We apologize for the lack of clarity in reporting the concordance of the postictal ASL data with the presumed seizure onset zone. Since the original submission, we have modified our method of determining concordance between the ASL and clinical data and now described it in the methods section.

Unfortunately a direct comparison of blood flow data from humans with pO2 values from the animal models is not possible. We did, however, convert ASL data to percentage decrease in blood flow to be more comparable to rat LDF recordings. The best comparison would be to actually measure blood flow with ASL fMRI in an animal model, whilst simultaneously performing pO2 measures, and then to compare those blood flow measures to those in human epilepsy patients. In fact this is one of our planned experiments for the near future.

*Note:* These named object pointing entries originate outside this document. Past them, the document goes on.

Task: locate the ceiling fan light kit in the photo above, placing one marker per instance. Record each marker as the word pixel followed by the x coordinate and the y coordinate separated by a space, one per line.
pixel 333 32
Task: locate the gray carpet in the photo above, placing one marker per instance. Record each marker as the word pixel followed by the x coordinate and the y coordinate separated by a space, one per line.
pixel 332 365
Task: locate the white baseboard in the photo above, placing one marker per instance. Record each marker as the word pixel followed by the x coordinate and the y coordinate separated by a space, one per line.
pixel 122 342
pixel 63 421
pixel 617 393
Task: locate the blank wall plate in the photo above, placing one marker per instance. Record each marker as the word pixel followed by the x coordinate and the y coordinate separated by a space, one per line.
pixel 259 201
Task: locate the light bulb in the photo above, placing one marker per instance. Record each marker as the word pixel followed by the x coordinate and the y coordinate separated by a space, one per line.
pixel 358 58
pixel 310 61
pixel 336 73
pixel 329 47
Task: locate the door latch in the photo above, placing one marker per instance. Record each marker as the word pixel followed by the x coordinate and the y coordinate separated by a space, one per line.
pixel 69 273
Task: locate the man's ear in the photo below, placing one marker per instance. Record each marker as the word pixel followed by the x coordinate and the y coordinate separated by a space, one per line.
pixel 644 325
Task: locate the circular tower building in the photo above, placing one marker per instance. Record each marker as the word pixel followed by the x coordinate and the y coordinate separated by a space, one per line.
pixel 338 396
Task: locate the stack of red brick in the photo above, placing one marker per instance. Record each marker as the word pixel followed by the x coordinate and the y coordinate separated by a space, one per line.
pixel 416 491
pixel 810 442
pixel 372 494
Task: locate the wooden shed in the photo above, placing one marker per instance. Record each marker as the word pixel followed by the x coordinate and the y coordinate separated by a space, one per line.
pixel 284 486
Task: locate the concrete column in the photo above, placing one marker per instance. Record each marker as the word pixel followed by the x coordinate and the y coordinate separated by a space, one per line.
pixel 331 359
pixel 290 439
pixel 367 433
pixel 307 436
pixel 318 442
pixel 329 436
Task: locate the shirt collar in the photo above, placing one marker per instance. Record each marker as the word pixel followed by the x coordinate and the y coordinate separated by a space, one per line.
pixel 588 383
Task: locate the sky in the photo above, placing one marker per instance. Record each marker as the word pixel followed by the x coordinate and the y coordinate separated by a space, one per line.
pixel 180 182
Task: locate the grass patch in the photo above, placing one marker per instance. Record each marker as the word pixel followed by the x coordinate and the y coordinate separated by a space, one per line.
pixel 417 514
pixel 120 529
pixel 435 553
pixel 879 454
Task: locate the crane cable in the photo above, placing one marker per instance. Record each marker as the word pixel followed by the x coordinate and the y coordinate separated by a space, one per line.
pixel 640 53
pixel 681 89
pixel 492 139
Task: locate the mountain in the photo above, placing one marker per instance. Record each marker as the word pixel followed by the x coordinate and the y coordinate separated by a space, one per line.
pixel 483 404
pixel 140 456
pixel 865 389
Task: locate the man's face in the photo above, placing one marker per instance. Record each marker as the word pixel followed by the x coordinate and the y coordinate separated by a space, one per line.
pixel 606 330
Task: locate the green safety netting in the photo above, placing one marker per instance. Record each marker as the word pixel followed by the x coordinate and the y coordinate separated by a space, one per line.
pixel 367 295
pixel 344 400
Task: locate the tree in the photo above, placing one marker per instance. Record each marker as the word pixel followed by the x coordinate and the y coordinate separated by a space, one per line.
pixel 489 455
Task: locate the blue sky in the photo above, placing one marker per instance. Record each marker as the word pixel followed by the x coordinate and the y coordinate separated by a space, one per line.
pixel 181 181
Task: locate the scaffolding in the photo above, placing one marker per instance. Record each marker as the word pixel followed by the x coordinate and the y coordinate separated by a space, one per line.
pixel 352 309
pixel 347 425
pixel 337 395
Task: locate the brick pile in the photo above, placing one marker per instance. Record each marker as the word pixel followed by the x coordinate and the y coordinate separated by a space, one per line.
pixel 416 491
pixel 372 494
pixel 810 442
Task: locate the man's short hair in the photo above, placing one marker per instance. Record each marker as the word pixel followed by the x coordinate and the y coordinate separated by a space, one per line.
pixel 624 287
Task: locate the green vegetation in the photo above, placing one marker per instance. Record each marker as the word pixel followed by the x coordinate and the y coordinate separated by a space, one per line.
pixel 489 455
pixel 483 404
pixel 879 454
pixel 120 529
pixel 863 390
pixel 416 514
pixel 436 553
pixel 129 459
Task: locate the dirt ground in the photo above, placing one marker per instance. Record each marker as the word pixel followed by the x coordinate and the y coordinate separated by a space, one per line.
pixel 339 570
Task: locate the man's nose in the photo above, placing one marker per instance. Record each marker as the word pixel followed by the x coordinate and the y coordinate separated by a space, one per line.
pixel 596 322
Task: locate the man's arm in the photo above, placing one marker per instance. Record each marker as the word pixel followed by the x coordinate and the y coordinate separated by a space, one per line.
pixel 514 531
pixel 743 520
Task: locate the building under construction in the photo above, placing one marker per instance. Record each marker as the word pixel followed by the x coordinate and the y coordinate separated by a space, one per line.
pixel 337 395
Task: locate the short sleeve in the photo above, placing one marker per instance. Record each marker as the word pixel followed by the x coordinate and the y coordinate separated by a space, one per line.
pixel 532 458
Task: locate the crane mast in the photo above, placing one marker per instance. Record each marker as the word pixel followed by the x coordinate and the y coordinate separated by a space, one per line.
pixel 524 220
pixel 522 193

[Editors' note: further revisions were requested prior to acceptance, as described below.]

The manuscript has been improved but there are some remaining very minor issues that need to be addressed before acceptance, as below:

1) To avoid confusion the authors should state in the title of Figure 2 that the results presented are from an "in vitro" preparation

We have added "in an in vitro preparation" to the title of Figure 2.

2) The authors maintained the analysis of hypoxia using 10 mm Hg of pO2 threshold for evaluation of nifedipine effect and indicated that this is to focus on the severe type of hypoxia. Although this is acceptable, a minor change in the figure title and corresponding manuscript section title will clarify this point. (e.g., add the word "severe" in the titles).

We have made these additions (adding "severe") to both the figure title and corresponding manuscript section titles.